Historical trends in private non-farm business
Multifactor productivity in private non-farm business grew 1.0 percent annually between 1987 (the starting point of the series) and 2009. Output increased at a 2.9 percent annual rate over the period and combined units of labor input and capital services rose an average of 1.9 percent per

year. Output per hour (labor productivity) grew 2.3 percent. For the 2007-2009 period, multifactor productivity in private non-farm business slowed, averaging 0.4 percent per year, a sharp decline from the 1.4 percent growth rate in the 2000-2007 period.

Historical trends in labor productivity growth can be viewed as the sum of three components: multifactor productivity growth, the contribution of increased capital intensity, and the contribution of shifts in labor composition. The relationship between labor productivity growth and these three components can be seen in Table B and Chart 2 of the news release (found at www.bls.gov). Chart 2 shows how, relative to output per hour, multifactor productivity and the contribution of capital intensity shifted upward in the latter half of the 1990s. These contributions continued to be relatively high over the 2000-2007 period. For 2007-2009, the contribution of capital intensity rose sharply compared to previous periods.  

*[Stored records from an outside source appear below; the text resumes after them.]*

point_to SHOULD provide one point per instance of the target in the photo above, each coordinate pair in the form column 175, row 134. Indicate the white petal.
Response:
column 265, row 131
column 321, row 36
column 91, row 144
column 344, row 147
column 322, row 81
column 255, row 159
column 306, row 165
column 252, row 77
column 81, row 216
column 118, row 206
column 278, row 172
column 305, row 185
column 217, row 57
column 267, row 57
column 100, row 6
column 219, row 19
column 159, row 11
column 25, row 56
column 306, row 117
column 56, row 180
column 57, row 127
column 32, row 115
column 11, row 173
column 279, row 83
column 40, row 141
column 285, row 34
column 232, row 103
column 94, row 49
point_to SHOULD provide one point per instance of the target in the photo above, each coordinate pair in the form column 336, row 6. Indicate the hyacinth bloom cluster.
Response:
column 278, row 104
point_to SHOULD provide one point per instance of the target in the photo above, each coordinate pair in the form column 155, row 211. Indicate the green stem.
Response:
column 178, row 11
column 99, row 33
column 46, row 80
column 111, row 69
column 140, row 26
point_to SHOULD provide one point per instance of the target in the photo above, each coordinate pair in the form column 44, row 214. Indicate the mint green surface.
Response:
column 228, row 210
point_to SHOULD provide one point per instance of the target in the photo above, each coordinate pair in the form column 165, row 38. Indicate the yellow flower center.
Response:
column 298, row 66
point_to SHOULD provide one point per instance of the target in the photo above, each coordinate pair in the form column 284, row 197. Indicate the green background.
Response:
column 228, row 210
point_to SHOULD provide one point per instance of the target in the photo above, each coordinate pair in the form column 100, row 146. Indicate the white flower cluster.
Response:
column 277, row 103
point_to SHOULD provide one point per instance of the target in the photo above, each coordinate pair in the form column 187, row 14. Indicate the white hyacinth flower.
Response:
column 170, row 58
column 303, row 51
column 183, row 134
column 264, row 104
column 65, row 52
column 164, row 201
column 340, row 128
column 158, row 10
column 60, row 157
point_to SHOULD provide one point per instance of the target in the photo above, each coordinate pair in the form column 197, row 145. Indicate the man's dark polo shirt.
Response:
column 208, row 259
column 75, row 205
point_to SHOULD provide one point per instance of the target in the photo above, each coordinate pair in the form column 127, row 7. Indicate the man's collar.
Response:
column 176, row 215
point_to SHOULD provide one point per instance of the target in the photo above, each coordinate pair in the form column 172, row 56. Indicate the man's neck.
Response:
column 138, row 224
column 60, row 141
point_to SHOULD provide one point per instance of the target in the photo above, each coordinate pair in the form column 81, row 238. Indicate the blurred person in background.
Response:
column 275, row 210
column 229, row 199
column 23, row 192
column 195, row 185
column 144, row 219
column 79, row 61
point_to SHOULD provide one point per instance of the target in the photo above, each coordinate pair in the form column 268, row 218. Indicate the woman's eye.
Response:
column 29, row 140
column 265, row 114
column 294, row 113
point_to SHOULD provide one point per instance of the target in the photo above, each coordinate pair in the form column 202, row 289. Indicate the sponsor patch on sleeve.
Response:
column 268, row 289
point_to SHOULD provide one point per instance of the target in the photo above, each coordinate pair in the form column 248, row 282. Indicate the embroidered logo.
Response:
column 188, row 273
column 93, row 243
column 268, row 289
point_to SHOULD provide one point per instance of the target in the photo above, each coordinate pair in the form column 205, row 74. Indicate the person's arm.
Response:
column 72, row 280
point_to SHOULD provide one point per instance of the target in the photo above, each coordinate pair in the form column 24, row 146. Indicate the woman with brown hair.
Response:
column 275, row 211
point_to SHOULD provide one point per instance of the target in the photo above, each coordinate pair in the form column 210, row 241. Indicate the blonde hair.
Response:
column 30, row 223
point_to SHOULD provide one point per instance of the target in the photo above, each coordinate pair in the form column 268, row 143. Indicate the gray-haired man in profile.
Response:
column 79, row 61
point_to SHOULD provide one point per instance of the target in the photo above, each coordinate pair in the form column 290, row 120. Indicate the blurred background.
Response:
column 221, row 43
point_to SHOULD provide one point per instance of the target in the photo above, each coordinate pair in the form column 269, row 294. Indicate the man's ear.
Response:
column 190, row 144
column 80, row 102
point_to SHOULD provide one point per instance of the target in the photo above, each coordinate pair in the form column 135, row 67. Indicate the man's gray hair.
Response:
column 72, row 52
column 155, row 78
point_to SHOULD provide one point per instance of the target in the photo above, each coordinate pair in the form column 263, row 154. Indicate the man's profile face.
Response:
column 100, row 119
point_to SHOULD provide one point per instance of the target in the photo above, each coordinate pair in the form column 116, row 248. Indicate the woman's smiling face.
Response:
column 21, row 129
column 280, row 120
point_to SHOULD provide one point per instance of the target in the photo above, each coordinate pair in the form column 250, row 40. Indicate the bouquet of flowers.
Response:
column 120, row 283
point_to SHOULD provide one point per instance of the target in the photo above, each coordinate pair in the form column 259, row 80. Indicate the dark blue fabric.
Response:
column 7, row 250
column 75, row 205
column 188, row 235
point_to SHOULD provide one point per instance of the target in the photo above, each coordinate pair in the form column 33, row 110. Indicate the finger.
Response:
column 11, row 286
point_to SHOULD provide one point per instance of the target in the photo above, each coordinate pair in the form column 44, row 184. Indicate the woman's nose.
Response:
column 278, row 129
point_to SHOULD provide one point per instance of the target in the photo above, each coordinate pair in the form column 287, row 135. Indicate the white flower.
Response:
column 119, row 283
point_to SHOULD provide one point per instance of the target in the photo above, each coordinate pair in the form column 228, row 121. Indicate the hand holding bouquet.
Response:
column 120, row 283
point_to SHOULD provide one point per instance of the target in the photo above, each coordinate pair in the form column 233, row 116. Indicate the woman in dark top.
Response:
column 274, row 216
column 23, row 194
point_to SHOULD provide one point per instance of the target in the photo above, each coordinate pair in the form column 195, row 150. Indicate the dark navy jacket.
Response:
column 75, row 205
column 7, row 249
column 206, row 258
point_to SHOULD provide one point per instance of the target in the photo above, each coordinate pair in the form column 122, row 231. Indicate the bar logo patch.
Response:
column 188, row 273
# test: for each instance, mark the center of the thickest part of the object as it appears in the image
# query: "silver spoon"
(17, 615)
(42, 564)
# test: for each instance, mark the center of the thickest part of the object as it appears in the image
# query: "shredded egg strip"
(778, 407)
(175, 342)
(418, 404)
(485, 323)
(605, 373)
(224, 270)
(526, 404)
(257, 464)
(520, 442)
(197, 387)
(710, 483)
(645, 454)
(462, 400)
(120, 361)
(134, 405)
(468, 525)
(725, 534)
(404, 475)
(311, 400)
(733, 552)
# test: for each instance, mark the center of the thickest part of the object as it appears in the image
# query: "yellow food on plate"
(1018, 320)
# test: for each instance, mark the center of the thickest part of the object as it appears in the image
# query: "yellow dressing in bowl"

Of the 2.3 percent growth rate in labor productivity for the 1987-2009 period, 1.0 percent can be attributed to increases in multifactor productivity, 1.0 percent to the contribution of capital intensity, and 0.3 percent to changes in labor composition.

The methodology for measuring preliminary multifactor productivity for 2009 is a simplified version of the methodology that BLS uses when more detailed information is available. Data will be revised in mid-year 2011.